After a weekly assembly with other local intellectuals to discuss “public advocacy” at Dum Dum Donuts, “the one place in Dickens where niggers knew how to act,” his father is shot down in the street by the police. The narrator is left to fill his father’s shoes as the town’s resident “Nigger Whisperer,” a job that requires him to meet “interesting people [and try] to convince them that no matter how much heroin and R. Kelly they had in their systems, they absolutely could not fly.” So he takes care of the farm and ultimately the town. He says, “I was my father’s child, a product of my environment, and nothing more. Dickens was me. And I was my father.”
And then Dickens is disappeared. All of the town’s signs are removed overnight. Dickens is no longer included on maps or even in the nightly weather reports. So the narrator paints and hangs his own Dickens signs. He circles the town with strip of white paint to say we’re here, this is Dickens.

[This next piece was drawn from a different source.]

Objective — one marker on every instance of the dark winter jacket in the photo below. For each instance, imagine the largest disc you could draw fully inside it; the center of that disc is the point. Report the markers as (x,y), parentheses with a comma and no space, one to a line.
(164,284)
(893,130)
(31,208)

It’s this work, along with his continuation of his father’s attempts to reveal the state of racism and corruption in the nation by way of the problems in the town, that get him called to trial in front of the Supreme Court. He does, after all, “own” and whip a slave, has hung the racist signs in the busses, and, among other things, castrated a cow in front of schoolchildren on career day. Most of the story seems to be told from this point, in court, waiting for the trial to begin. He’s talking to his lawyer who’s supplied him with potent weed, which may explain the dilated way the entire book feels. Maybe the narrator is high the whole time. He’s telling his story in a way that feels like he’s explaining himself to himself. He finally has the time to ask the two questions his father only ever afforded the people he was “whispering” to: “Who am I? And how may I become myself?” Or, more accurately, who are we and what are we becoming?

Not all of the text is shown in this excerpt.